Sur un plan strictement militaire, l’ONU aurait-elle les moyens d’agir sur le terrain en Syrie pour faire respecter un plan de retour à la paix  ?

Jean Ziegler Bien sûr. Il y a plus de cent dix mille casques bleus déployés dans le monde. Ils forment la plus forte armée au monde après celle des États-Unis. Techniquement, dans un petit pays comme la Syrie, contrôler les lignes d’armistice, si un armistice est négocié, c’est faisable. Quarante et une cités sont encerclées, où les gens pratiquement meurent de faim  ; ouvrir des corridors humanitaires, c’est réalisable, de même que l’interdiction du survol d’avions militaires sur certaines portions du ciel.

Avec ce titre Chemins d’espérance, vous restez optimiste sur l’avenir de l’ONU…

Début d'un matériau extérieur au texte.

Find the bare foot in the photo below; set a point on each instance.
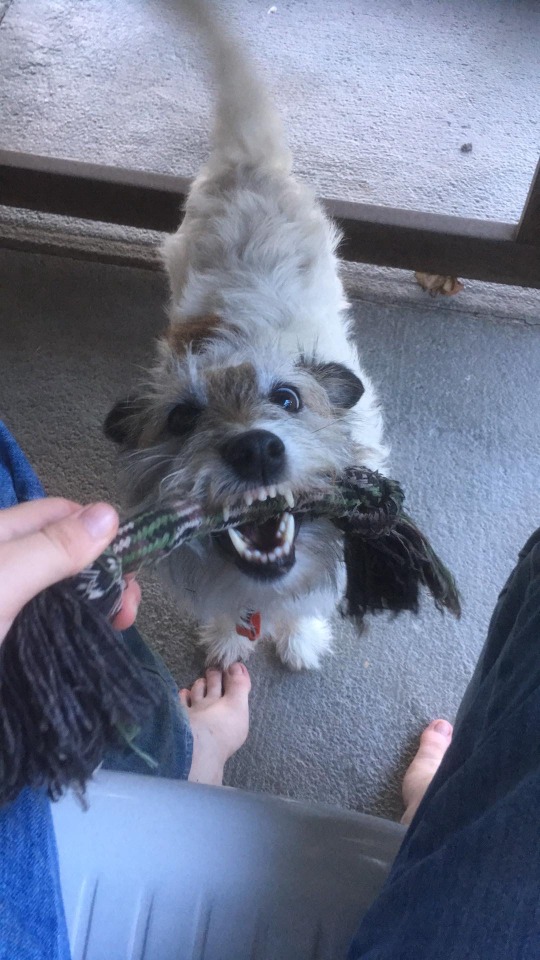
(434, 743)
(217, 707)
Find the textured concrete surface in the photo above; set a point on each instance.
(378, 95)
(462, 398)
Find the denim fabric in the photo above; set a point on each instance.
(166, 736)
(32, 924)
(466, 881)
(18, 482)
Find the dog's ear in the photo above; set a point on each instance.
(123, 424)
(343, 387)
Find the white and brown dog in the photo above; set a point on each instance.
(256, 389)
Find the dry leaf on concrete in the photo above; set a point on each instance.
(435, 284)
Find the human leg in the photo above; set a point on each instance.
(465, 882)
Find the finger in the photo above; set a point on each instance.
(131, 599)
(185, 697)
(29, 517)
(59, 550)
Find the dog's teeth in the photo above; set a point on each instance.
(237, 541)
(287, 493)
(288, 536)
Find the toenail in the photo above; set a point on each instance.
(442, 726)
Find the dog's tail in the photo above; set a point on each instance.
(247, 127)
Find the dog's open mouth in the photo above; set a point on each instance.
(265, 550)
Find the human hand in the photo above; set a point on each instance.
(44, 541)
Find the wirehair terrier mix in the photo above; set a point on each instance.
(256, 390)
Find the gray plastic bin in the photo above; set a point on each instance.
(159, 869)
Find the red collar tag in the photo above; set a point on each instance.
(250, 624)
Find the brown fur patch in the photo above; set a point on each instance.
(193, 332)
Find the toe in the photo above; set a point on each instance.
(435, 740)
(198, 690)
(185, 697)
(214, 683)
(236, 681)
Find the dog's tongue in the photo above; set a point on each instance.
(263, 536)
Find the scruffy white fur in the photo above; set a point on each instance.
(256, 251)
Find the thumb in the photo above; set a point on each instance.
(59, 550)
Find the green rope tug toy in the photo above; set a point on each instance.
(68, 686)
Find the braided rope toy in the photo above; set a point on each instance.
(69, 687)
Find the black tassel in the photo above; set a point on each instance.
(386, 572)
(68, 689)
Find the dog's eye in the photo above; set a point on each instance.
(182, 419)
(286, 397)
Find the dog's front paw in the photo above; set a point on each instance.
(302, 646)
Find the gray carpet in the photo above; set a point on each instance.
(461, 392)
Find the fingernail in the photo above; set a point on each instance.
(99, 519)
(442, 726)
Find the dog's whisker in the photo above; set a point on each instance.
(327, 425)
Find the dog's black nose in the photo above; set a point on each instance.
(257, 456)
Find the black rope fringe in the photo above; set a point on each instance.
(68, 689)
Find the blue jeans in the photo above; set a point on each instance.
(466, 881)
(32, 924)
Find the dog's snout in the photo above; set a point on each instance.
(257, 456)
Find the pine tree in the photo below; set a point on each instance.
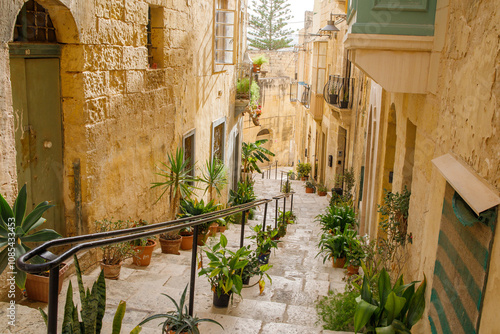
(269, 26)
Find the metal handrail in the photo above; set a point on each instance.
(113, 237)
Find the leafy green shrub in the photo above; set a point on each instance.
(336, 311)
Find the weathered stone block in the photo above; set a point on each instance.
(135, 81)
(135, 58)
(95, 84)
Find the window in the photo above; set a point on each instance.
(188, 144)
(154, 41)
(224, 32)
(319, 67)
(218, 139)
(33, 24)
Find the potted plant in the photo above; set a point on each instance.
(265, 242)
(179, 321)
(389, 309)
(333, 247)
(20, 227)
(224, 271)
(304, 169)
(191, 208)
(186, 234)
(92, 306)
(258, 62)
(113, 255)
(337, 218)
(310, 187)
(354, 252)
(322, 190)
(143, 247)
(251, 154)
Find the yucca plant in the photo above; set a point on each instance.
(215, 177)
(177, 179)
(21, 227)
(179, 321)
(394, 310)
(93, 306)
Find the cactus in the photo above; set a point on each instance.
(93, 306)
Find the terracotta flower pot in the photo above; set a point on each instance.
(144, 253)
(339, 262)
(187, 242)
(37, 286)
(111, 271)
(170, 246)
(202, 239)
(352, 270)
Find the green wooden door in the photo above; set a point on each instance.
(37, 108)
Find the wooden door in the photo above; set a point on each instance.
(37, 108)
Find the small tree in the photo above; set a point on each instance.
(268, 25)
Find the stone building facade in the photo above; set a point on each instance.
(424, 116)
(129, 82)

Jean Ziegler Le réveil va se faire. Quand le plan Kofi Annan a été publié, la France s’est battue furieusement contre une nouvelle attribution des sièges au Conseil de sécurité qui « voyageraient » entre plusieurs pays d’un continent. Le siège permanent et le droit de veto donnent à la France un pouvoir sans commune mesure avec son poids politique et économique réels et lui confère un pouvoir de contrainte sur les pays d’Afrique par exemple. Mais avec ce conflit syrien, on commence à se dire qu’il faut faire quelque chose pour arrêter la guerre avant que celle-ci nous dévore. La situation matérielle change la superstructure idéologique, selon Karl Marx, qui a écrit également  : « Le révolutionnaire doit être capable d’entendre pousser l’herbe. »

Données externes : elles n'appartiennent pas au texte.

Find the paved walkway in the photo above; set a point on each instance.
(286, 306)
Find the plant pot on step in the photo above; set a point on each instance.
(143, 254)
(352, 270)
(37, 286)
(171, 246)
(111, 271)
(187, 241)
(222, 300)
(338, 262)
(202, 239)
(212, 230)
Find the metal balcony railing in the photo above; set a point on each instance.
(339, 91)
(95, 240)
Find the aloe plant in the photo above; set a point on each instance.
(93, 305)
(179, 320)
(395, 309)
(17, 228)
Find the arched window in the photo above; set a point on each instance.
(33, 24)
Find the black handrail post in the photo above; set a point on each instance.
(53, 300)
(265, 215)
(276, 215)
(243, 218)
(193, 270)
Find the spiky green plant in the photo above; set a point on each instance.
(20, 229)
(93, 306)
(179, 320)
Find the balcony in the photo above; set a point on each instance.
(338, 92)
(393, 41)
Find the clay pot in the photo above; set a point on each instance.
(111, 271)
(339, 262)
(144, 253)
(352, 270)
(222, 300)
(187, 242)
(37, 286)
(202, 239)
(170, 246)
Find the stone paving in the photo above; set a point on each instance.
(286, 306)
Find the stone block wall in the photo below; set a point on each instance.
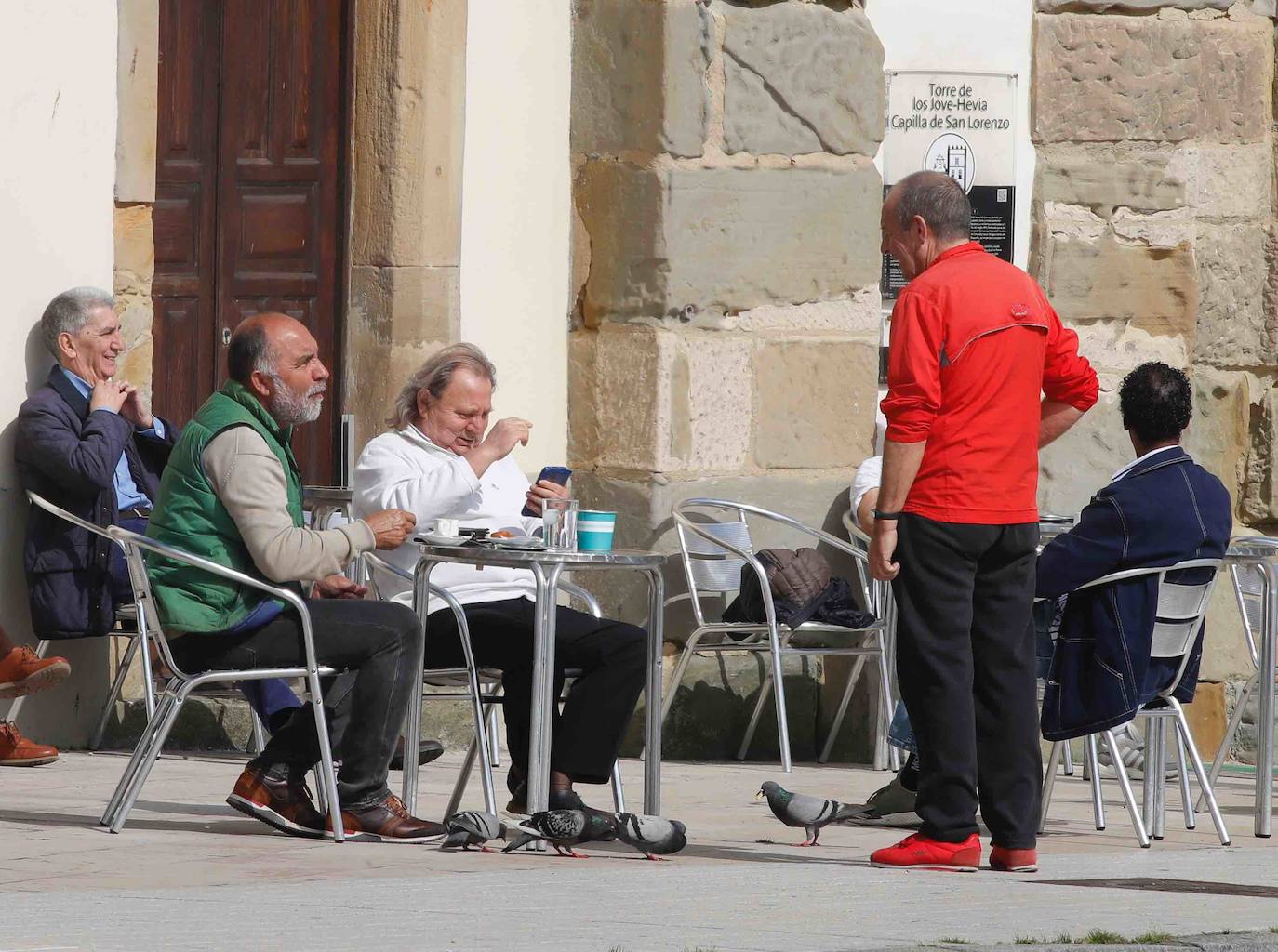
(406, 225)
(1154, 238)
(724, 335)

Entretien réalisé par Jean-Paul Piérot, L’Humanité

(1) Chemins d’espérance. Ces combats gagnés, parfois perdus mais que nous remporterons ensemble, de Jean Ziegler. éditions du Seuil, 261 pages, 20 euros.

«  Optimiste par la volonté  » On pense à cette citation de Gramsci en refermant le dernier livre de Jean Ziegler, Chemins d’espérance (éditions du Seuil, 20 euros), qui paraît cette semaine. Depuis une quinzaine d’années, Jean Ziegler combat « l’ordre cannibale du monde » au sein de l’ONU, comme rapporteur spécial pour le droit à l’alimentation puis au conseil consultatif des droits de l’homme. L’impuissance de l’ONU apparaît sans remède. Et pourtant, cette organisation est la seule enceinte multilatérale des États du monde. Faute d’une réforme qui la replacera au centre du jeu, l’ordre impérial et la dictature de l’oligarchie financière gagneront la partie. Mais, pour Jean Ziegler, la société civile mondiale pèsera du bon côté.